Planting Her Future

Student Olivia Loyack creates gardens to protect pollinators

 

Ask Olivia Loyack what her career plans are and she responds without hesitation.

“I want to work with bees,” says the Cary, N.C., native.

And she’s wasting no time getting started.

This first-year student at NC State is busy protecting bees through the planting of pollinator-friendly gardens. She started in high school by planning and planting pollinator gardens at her house and church. Then ‒ before she became an NC State student ‒ she began work on a pollinator garden on campus.

Downstream from Lake Raleigh on Centennial Campus, a group of students operate SOUL (Students for Organic United Living) Garden. In October 2016, the garden flooded during Hurricane Matthew and the existing pollinator garden was destroyed.

Loyack jumped at the opportunity to rebuild the garden. She designed the garden’s structure, selected pollinator-friendly plants and organized an August planting day with student volunteers.

“That’s the biggest garden I’ve done,” she says.
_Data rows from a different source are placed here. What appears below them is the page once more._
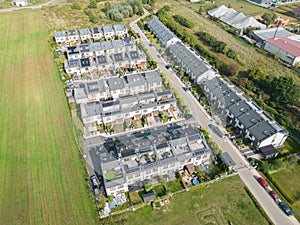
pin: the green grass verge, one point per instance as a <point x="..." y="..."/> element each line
<point x="287" y="181"/>
<point x="42" y="178"/>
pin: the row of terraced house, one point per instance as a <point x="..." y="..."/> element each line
<point x="86" y="34"/>
<point x="120" y="99"/>
<point x="103" y="56"/>
<point x="255" y="124"/>
<point x="154" y="153"/>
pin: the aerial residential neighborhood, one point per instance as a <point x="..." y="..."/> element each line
<point x="150" y="112"/>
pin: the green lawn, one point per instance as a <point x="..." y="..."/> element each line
<point x="291" y="145"/>
<point x="159" y="190"/>
<point x="41" y="175"/>
<point x="288" y="182"/>
<point x="218" y="203"/>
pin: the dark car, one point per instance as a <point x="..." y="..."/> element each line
<point x="274" y="195"/>
<point x="263" y="182"/>
<point x="94" y="181"/>
<point x="285" y="209"/>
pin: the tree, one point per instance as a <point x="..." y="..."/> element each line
<point x="93" y="4"/>
<point x="284" y="89"/>
<point x="269" y="18"/>
<point x="76" y="6"/>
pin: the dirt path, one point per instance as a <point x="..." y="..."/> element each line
<point x="26" y="7"/>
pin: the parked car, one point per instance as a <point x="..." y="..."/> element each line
<point x="96" y="193"/>
<point x="285" y="209"/>
<point x="263" y="183"/>
<point x="94" y="181"/>
<point x="274" y="195"/>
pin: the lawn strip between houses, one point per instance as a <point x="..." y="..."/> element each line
<point x="217" y="203"/>
<point x="42" y="177"/>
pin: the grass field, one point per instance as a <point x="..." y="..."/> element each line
<point x="8" y="3"/>
<point x="248" y="56"/>
<point x="42" y="178"/>
<point x="288" y="181"/>
<point x="207" y="205"/>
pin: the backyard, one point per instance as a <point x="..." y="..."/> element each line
<point x="206" y="205"/>
<point x="42" y="177"/>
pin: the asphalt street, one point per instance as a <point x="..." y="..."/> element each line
<point x="243" y="167"/>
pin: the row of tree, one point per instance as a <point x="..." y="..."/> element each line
<point x="191" y="40"/>
<point x="281" y="89"/>
<point x="121" y="10"/>
<point x="218" y="46"/>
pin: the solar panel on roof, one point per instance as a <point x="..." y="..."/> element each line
<point x="107" y="104"/>
<point x="193" y="137"/>
<point x="94" y="90"/>
<point x="162" y="145"/>
<point x="129" y="152"/>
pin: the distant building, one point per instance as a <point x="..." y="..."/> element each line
<point x="263" y="35"/>
<point x="288" y="49"/>
<point x="193" y="64"/>
<point x="234" y="18"/>
<point x="164" y="35"/>
<point x="244" y="114"/>
<point x="20" y="2"/>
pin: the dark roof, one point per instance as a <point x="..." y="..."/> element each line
<point x="229" y="99"/>
<point x="84" y="47"/>
<point x="239" y="108"/>
<point x="161" y="31"/>
<point x="149" y="196"/>
<point x="101" y="59"/>
<point x="152" y="77"/>
<point x="116" y="83"/>
<point x="269" y="151"/>
<point x="110" y="103"/>
<point x="195" y="64"/>
<point x="262" y="130"/>
<point x="250" y="118"/>
<point x="118" y="57"/>
<point x="73" y="62"/>
<point x="85" y="62"/>
<point x="72" y="32"/>
<point x="96" y="30"/>
<point x="72" y="50"/>
<point x="135" y="80"/>
<point x="127" y="152"/>
<point x="134" y="54"/>
<point x="227" y="159"/>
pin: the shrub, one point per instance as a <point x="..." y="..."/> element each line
<point x="76" y="6"/>
<point x="183" y="21"/>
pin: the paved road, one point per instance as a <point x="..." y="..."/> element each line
<point x="26" y="7"/>
<point x="246" y="173"/>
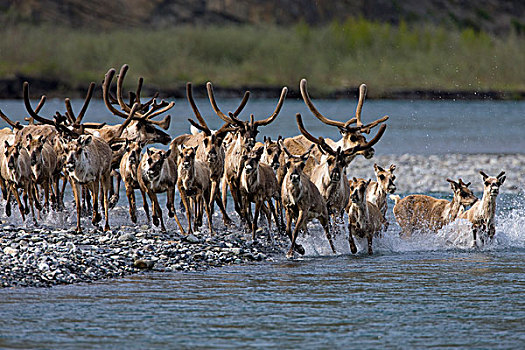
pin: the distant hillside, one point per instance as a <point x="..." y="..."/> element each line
<point x="488" y="15"/>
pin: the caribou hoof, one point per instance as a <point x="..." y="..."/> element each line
<point x="96" y="218"/>
<point x="299" y="249"/>
<point x="113" y="201"/>
<point x="155" y="221"/>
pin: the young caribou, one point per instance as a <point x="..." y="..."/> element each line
<point x="418" y="212"/>
<point x="481" y="215"/>
<point x="157" y="173"/>
<point x="129" y="173"/>
<point x="194" y="183"/>
<point x="302" y="203"/>
<point x="258" y="185"/>
<point x="364" y="218"/>
<point x="88" y="162"/>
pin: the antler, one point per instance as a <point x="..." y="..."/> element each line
<point x="272" y="117"/>
<point x="318" y="141"/>
<point x="189" y="96"/>
<point x="14" y="125"/>
<point x="309" y="103"/>
<point x="369" y="144"/>
<point x="232" y="119"/>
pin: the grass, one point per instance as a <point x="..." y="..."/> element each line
<point x="332" y="57"/>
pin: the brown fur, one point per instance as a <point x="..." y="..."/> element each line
<point x="194" y="182"/>
<point x="258" y="185"/>
<point x="377" y="190"/>
<point x="157" y="173"/>
<point x="482" y="213"/>
<point x="44" y="167"/>
<point x="302" y="202"/>
<point x="364" y="218"/>
<point x="420" y="212"/>
<point x="88" y="163"/>
<point x="129" y="171"/>
<point x="16" y="170"/>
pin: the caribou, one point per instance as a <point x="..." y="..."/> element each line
<point x="419" y="212"/>
<point x="482" y="213"/>
<point x="245" y="140"/>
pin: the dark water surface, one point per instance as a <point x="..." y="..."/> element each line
<point x="419" y="127"/>
<point x="427" y="292"/>
<point x="409" y="299"/>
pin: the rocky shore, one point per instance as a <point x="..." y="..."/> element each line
<point x="54" y="254"/>
<point x="45" y="257"/>
<point x="428" y="173"/>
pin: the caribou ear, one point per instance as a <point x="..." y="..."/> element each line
<point x="86" y="141"/>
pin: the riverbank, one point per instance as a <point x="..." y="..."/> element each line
<point x="428" y="173"/>
<point x="394" y="61"/>
<point x="54" y="254"/>
<point x="11" y="88"/>
<point x="44" y="257"/>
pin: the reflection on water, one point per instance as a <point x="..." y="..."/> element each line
<point x="415" y="299"/>
<point x="429" y="291"/>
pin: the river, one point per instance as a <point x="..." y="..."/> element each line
<point x="426" y="292"/>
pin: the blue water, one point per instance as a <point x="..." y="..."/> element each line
<point x="429" y="291"/>
<point x="421" y="127"/>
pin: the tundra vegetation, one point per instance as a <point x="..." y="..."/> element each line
<point x="336" y="56"/>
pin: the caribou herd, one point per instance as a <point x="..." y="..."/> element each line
<point x="304" y="177"/>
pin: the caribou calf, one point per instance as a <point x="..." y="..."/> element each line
<point x="481" y="215"/>
<point x="302" y="202"/>
<point x="129" y="171"/>
<point x="88" y="162"/>
<point x="258" y="184"/>
<point x="377" y="190"/>
<point x="157" y="173"/>
<point x="194" y="183"/>
<point x="16" y="170"/>
<point x="419" y="212"/>
<point x="364" y="217"/>
<point x="44" y="167"/>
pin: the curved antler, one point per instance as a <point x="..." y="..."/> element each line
<point x="272" y="117"/>
<point x="318" y="141"/>
<point x="369" y="144"/>
<point x="14" y="125"/>
<point x="316" y="113"/>
<point x="243" y="103"/>
<point x="30" y="110"/>
<point x="211" y="96"/>
<point x="106" y="96"/>
<point x="189" y="96"/>
<point x="202" y="128"/>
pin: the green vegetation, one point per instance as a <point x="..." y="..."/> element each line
<point x="336" y="56"/>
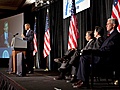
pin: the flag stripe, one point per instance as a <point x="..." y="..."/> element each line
<point x="73" y="29"/>
<point x="35" y="40"/>
<point x="47" y="47"/>
<point x="116" y="11"/>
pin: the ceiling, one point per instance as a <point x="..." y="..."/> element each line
<point x="11" y="6"/>
<point x="8" y="7"/>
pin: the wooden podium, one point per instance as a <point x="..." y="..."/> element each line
<point x="18" y="45"/>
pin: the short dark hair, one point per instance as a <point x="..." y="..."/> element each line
<point x="90" y="33"/>
<point x="100" y="30"/>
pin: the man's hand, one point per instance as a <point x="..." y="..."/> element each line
<point x="22" y="35"/>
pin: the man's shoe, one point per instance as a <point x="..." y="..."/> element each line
<point x="30" y="72"/>
<point x="80" y="85"/>
<point x="78" y="82"/>
<point x="73" y="79"/>
<point x="59" y="78"/>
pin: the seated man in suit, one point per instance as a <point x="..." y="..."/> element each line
<point x="73" y="60"/>
<point x="107" y="55"/>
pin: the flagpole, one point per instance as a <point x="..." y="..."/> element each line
<point x="37" y="60"/>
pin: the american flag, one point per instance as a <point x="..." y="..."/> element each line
<point x="47" y="47"/>
<point x="35" y="39"/>
<point x="73" y="28"/>
<point x="116" y="11"/>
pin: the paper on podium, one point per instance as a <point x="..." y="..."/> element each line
<point x="18" y="43"/>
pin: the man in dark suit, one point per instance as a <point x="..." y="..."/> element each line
<point x="30" y="47"/>
<point x="72" y="58"/>
<point x="108" y="54"/>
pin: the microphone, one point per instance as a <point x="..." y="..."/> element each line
<point x="15" y="34"/>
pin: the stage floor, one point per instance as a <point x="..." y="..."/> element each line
<point x="43" y="80"/>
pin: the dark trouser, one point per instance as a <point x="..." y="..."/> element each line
<point x="29" y="60"/>
<point x="84" y="68"/>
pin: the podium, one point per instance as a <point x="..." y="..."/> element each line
<point x="18" y="45"/>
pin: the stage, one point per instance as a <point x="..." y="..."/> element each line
<point x="43" y="80"/>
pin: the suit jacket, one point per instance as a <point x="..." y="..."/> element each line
<point x="110" y="48"/>
<point x="98" y="43"/>
<point x="89" y="45"/>
<point x="29" y="38"/>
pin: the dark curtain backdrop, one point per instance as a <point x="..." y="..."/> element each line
<point x="97" y="14"/>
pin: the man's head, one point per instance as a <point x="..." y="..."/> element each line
<point x="89" y="35"/>
<point x="27" y="26"/>
<point x="111" y="24"/>
<point x="99" y="31"/>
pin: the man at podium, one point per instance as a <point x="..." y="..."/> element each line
<point x="30" y="47"/>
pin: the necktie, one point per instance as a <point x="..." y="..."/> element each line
<point x="108" y="34"/>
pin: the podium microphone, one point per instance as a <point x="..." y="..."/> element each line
<point x="15" y="34"/>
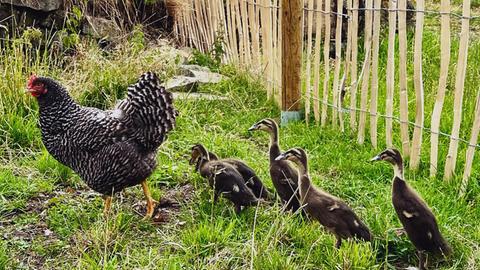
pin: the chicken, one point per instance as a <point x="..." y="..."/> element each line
<point x="110" y="150"/>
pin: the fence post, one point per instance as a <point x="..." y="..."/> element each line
<point x="292" y="31"/>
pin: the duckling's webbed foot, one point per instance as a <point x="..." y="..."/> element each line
<point x="238" y="208"/>
<point x="338" y="243"/>
<point x="215" y="197"/>
<point x="422" y="260"/>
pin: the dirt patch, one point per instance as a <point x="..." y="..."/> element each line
<point x="167" y="210"/>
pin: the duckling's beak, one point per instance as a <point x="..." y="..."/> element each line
<point x="252" y="128"/>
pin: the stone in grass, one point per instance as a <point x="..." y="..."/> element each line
<point x="39" y="5"/>
<point x="189" y="76"/>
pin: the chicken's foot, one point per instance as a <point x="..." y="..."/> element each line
<point x="150" y="201"/>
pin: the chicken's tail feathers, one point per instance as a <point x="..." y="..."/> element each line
<point x="149" y="107"/>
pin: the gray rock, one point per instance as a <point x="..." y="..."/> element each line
<point x="40" y="5"/>
<point x="186" y="96"/>
<point x="100" y="27"/>
<point x="189" y="76"/>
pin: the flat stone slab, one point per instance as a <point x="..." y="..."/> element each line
<point x="204" y="96"/>
<point x="189" y="76"/>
With those plants in soil, Loyack moved on to developing a pollinator garden at Lake Johnson Park, a City of Raleigh park located near campus. As an intern with the Young Adult Leadership Project, Loyack coordinated with City of Raleigh Parks and Recreation to select a garden site. She also organized an online fundraising campaign to finance purchase of plants and recruited student volunteers. Students helped plant the garden in mid-October, and Loyack has continued to coordinate volunteers who have weeded and watered the garden this fall.
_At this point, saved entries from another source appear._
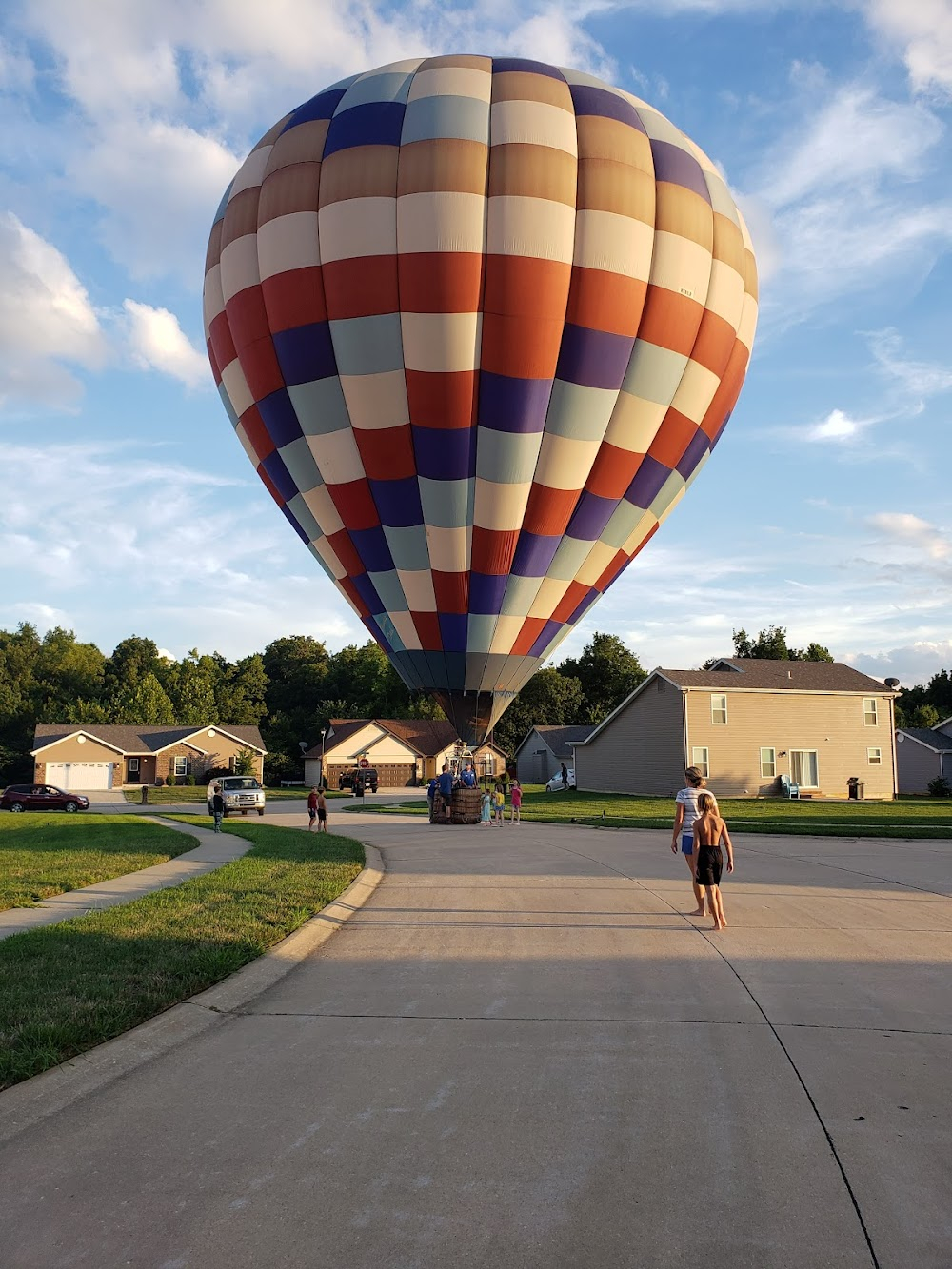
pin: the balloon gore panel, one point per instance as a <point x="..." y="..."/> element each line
<point x="478" y="323"/>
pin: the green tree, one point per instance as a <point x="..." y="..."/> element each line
<point x="144" y="702"/>
<point x="608" y="671"/>
<point x="550" y="698"/>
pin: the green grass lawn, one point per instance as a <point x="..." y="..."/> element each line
<point x="181" y="793"/>
<point x="70" y="986"/>
<point x="902" y="818"/>
<point x="48" y="854"/>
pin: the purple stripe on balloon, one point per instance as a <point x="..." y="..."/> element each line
<point x="445" y="453"/>
<point x="513" y="405"/>
<point x="367" y="591"/>
<point x="588" y="99"/>
<point x="590" y="515"/>
<point x="398" y="502"/>
<point x="501" y="65"/>
<point x="453" y="629"/>
<point x="680" y="168"/>
<point x="647" y="483"/>
<point x="593" y="358"/>
<point x="693" y="454"/>
<point x="280" y="476"/>
<point x="533" y="555"/>
<point x="371" y="545"/>
<point x="280" y="418"/>
<point x="320" y="107"/>
<point x="295" y="525"/>
<point x="548" y="632"/>
<point x="372" y="123"/>
<point x="305" y="353"/>
<point x="486" y="591"/>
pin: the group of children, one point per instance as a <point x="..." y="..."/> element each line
<point x="699" y="823"/>
<point x="493" y="804"/>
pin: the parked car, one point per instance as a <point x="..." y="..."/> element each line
<point x="41" y="797"/>
<point x="555" y="784"/>
<point x="360" y="781"/>
<point x="242" y="793"/>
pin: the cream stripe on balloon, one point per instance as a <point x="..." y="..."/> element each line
<point x="288" y="243"/>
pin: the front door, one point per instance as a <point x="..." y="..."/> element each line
<point x="805" y="768"/>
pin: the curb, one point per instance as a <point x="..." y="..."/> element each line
<point x="26" y="1104"/>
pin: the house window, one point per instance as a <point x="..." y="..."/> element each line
<point x="805" y="768"/>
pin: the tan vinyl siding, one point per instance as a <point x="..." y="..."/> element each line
<point x="72" y="750"/>
<point x="917" y="765"/>
<point x="829" y="724"/>
<point x="642" y="750"/>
“It was a more intensive project. It took a lot of planning,” she says. “This project made me more confident to know what I can do, what I’m able to do.”

These opportunities for real-world experience are one of the reasons Loyack chose NC State. In addition to her studies as a Biological Sciences major, she’s already involved in bee-related research and hopes soon to learn more about beekeeping.

“NC State stood out as a place that helps you,” she says. “They want you to succeed and go out of their way to help you do it.”